Session 2: Solar, Planetary and Space Physics

Title: The heliolatitudinal variation of the galactic cosmic-ray intensity with a shell model. Comparison with Ulysses measurements
Author(s): G. Exarhos, X. Moussas (Poster)
Contact: X. Moussas, National University of Athens, xmoussas@cc.uoa.gr

ABSTRACT
  We study the dependence of cosmic rays with heliolatitude using a simple  method and compare the results with the actual data from Ulysses and IMP spacecraft. We reproduce the galactic cosmic-ray heliographic latitudinal intensity variations applying a semi-empirical 2-D diffusion-convection model for the cosmic ray transport in the interplanetary space. This model is a modification of our previous 1-D model (Exarhos and Moussas, 2001) and includes not only the radial diffusion of the cosmic-ray particles but also the latitudinal diffusion.

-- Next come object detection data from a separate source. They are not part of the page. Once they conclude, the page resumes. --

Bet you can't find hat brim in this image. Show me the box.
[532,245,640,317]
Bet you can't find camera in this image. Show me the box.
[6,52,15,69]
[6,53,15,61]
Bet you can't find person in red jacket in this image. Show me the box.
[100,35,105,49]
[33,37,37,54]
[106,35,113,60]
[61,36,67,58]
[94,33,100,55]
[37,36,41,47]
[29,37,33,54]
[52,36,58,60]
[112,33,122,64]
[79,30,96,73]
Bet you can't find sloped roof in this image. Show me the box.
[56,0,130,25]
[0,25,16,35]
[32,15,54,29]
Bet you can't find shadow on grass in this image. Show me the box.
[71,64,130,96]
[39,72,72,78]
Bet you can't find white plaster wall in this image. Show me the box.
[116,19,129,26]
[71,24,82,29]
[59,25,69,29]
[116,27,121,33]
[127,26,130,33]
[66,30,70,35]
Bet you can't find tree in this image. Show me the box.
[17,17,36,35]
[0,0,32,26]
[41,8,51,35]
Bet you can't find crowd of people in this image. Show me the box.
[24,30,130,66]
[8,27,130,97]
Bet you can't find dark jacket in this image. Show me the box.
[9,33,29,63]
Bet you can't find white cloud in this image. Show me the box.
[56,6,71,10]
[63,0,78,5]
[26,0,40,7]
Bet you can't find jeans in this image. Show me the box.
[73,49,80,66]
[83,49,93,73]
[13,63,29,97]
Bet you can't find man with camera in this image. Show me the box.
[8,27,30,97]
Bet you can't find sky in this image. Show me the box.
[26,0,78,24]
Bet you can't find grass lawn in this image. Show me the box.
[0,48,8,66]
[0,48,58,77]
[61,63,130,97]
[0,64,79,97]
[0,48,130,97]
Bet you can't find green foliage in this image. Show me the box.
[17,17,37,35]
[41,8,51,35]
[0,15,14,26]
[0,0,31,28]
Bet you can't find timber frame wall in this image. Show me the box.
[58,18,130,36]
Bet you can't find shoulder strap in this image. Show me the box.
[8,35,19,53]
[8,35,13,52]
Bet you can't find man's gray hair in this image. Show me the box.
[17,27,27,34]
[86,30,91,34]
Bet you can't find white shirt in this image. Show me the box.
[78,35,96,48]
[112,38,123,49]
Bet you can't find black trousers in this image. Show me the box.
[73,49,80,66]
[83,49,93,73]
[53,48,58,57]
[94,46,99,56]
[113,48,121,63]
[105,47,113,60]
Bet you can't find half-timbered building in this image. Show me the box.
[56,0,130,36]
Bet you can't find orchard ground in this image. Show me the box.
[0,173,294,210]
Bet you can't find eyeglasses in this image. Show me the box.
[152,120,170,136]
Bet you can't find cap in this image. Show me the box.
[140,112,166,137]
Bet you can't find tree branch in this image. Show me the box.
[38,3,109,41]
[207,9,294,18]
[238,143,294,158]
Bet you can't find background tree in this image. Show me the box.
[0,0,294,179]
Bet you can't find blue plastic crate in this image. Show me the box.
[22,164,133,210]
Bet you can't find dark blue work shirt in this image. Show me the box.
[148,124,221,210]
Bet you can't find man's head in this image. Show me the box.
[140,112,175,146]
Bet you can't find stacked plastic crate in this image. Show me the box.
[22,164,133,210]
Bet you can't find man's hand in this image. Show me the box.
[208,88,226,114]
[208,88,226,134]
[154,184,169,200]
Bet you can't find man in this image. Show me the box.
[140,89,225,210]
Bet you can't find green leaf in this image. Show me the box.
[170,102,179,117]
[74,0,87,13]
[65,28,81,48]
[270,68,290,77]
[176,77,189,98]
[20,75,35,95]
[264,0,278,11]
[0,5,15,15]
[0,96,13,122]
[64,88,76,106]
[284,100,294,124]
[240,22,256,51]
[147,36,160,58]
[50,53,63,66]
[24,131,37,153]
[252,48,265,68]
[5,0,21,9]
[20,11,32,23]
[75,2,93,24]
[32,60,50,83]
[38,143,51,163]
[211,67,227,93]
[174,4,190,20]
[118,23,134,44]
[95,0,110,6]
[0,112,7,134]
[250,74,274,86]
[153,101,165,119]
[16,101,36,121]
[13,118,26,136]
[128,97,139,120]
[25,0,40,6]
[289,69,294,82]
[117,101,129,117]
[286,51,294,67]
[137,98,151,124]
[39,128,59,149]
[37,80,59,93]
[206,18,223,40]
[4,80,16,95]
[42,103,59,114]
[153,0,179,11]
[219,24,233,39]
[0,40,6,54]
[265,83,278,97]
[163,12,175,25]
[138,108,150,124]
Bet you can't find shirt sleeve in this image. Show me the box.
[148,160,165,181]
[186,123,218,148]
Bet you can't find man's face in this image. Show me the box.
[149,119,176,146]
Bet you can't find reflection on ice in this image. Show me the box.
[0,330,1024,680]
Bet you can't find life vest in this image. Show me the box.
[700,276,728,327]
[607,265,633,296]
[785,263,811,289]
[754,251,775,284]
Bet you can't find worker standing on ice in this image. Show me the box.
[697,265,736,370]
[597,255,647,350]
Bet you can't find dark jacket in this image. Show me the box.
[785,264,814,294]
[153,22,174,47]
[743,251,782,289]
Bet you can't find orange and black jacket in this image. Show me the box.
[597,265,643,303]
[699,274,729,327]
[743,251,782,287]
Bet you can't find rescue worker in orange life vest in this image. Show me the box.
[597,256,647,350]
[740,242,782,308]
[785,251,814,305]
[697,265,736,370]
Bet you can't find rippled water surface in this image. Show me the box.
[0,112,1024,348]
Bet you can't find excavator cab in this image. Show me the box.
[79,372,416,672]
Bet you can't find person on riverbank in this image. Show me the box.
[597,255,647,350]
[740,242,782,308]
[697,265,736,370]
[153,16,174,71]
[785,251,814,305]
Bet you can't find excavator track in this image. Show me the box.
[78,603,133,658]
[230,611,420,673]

Dividing the interplanetary region into "spherical magnetic sectors" (a small heliolatitudinal extension of a spherical magnetized solar wind plasma shell) that travel into the interplanetary space at the solar wind velocity, we calculate the cosmic-ray intensity for different heliographic latitudes as a series of successive intensity drops that all these "spherical magnetic sectors", between the Sun and the heliospheric termination shock, cause to the unmodulated galactic cosmic-ray intensity. Our results are compared with the Ulysses cosmic-ray measurements obtained during the first pole-to-pole passage from mid-1994 to mid-1995.